El hecho de decir que todo está en la estrategia a muchos les puede sonar muy cuadrado, muy cerrado, muy limitado e incluso para muchos, muy maquiavélico. Pero en lo personal, considero que todos los movimientos que vamos haciendo hasta en el aspecto más informal de la vida están guiados por una parte estratégica, consciente o inconscientemente.
Pero partamos de un punto mucho más importante y que me llevó al título del artículo. Una estrategia jamás tendría razón de ser y nunca llegaría al éxito si no está encaminada hacia los objetivos. Aunque suene trillado, los objetivos deben ser siempre nuestro punto de partida, porque si no, pues ¿a dónde queremos llegar? Es muy difícil tener un panorama claro si no sabemos para dónde manejamos. Hace tiempo en una reunión me tocó escuchar la exposición de una compañera de RRHH que decía que ella siempre nos iba a hablar de objetivos, pero de objetivos sensuales. Ya te imaginarás la cara que le pusimos todos, pero en cuestión de segundos, nos tenía en la mano.
¡Claro! Un objetivo tiene que ser sensual porque tiene que inspirarte a cumplirlo, a tenerlo contigo en el tiempo indicado; y de paso, tiene que ser tan sensual que invite a los que colaboran contigo a cumplirlo. Yo conocía el término del objetivo SMART (sencillo, medible, accesible, real y definido en un tiempo) pero el sensual me ganó. Y es que de pronto en Mercadotecnia creemos que estrategia y creatividad están peleadas y ¡por supuesto que claro que no! Una necesita a la otra y viceversa.
No podemos ser tan planos y aterrizados que el planear cada acción con minutos y segundos mate la espontaneidad que una activación, por ejemplo, te puede dar. Incluso el hecho de trabajar con cosas en tiempo real (social media) te da incertidumbre que de pronto aún las marcas no saben cómo manejar. Sin embargo, tampoco nos podemos poner a vociferar ideas al aire y a despilfarrar el presupuesto sin saber qué vamos a obtener al final (aquí entra nuestra voz de consciencia pidiéndonos a gritos las famosas mediciones de resultados) y es que aunque puede matar con la inspiración de un momento de ideas, es necesario.

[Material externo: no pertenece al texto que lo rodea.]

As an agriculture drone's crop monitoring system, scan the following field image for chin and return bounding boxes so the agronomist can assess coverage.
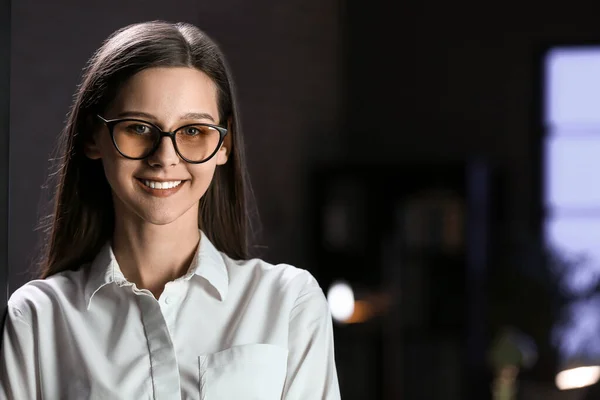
[138,210,192,225]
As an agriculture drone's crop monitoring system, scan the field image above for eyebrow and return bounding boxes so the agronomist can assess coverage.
[117,111,215,122]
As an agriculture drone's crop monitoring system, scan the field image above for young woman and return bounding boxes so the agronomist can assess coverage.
[0,21,340,400]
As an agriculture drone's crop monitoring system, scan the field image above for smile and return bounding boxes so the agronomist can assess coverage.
[141,180,182,190]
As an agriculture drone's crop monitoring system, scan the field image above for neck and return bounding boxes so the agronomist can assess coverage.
[112,207,200,298]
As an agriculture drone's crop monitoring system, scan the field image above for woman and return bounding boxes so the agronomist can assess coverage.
[0,21,340,400]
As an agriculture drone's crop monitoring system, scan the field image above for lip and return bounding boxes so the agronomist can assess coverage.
[135,178,187,197]
[135,176,187,182]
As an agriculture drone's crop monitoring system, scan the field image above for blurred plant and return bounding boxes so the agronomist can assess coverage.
[488,327,537,400]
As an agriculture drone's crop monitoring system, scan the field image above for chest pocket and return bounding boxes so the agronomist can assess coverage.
[198,344,288,400]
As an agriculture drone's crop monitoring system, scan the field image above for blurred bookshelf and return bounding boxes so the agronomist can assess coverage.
[312,162,495,400]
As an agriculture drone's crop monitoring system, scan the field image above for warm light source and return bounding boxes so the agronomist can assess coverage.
[327,281,354,322]
[556,365,600,390]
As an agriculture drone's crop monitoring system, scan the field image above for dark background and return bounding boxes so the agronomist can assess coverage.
[0,0,600,399]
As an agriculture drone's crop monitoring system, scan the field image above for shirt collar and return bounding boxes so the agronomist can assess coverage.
[84,231,229,310]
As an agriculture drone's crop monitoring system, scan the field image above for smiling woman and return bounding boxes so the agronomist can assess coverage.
[0,21,340,400]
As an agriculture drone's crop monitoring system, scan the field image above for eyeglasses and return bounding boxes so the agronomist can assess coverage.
[97,115,227,164]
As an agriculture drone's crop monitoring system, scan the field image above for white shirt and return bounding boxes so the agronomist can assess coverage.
[0,233,340,400]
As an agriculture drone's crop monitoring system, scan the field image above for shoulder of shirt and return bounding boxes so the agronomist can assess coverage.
[222,254,324,304]
[8,264,88,320]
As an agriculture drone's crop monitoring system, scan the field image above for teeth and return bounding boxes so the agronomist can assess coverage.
[143,181,181,189]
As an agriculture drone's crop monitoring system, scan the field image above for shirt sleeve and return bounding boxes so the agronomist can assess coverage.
[282,274,340,400]
[0,305,37,400]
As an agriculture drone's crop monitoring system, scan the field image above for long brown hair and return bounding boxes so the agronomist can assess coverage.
[39,21,256,278]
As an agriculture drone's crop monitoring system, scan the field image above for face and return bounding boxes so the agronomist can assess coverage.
[85,67,228,225]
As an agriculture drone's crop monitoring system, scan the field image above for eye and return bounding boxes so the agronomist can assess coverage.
[183,126,200,136]
[130,124,150,135]
[126,123,152,135]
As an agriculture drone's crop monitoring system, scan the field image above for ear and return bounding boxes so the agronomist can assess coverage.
[217,118,232,165]
[83,133,102,160]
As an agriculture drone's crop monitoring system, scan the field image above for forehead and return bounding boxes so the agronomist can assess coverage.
[110,67,219,123]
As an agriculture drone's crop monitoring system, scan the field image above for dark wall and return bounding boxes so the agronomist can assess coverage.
[9,0,342,291]
[346,0,600,230]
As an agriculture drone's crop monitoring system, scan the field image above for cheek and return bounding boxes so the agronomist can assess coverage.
[190,162,217,191]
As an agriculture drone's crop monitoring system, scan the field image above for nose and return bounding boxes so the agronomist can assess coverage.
[147,137,179,167]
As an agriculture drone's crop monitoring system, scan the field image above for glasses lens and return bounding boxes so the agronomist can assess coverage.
[175,125,221,162]
[113,121,159,158]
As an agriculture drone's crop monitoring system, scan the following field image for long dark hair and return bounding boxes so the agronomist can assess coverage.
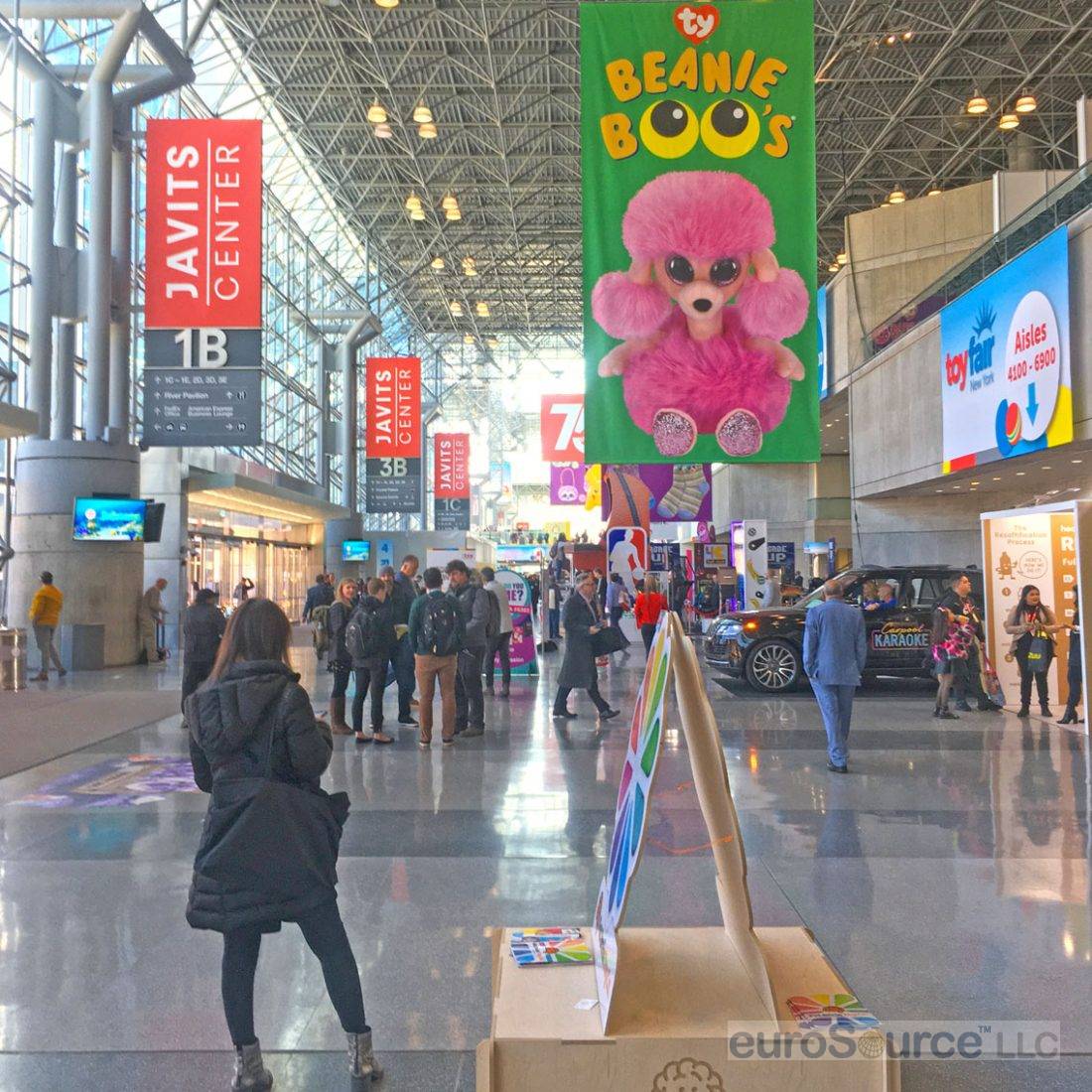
[208,600,292,683]
[1017,585,1043,618]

De estrategia nos podemos perder hablando por horas, empezando por su definición hasta su ubicación en el plano del plan de MKT, hasta cómo debes de redactarla; pasando por Porter y su definición más detallada de lo que te diferencia competitivamente. Más allá de las formalidades teóricas, es algo que se debe de ir desarrollando por sentido “mercadológico”, como un sentido del olfato extra que nos permita ir tomando mejores decisiones, porque creo yo, perder de vista hacia donde vamos es el error que lleva a muchísimas marcas al fracaso. Recuerda que es tan fácil como ubicar banderitas en la meta (objetivos), en un camino bien trazado para caminar (estrategia).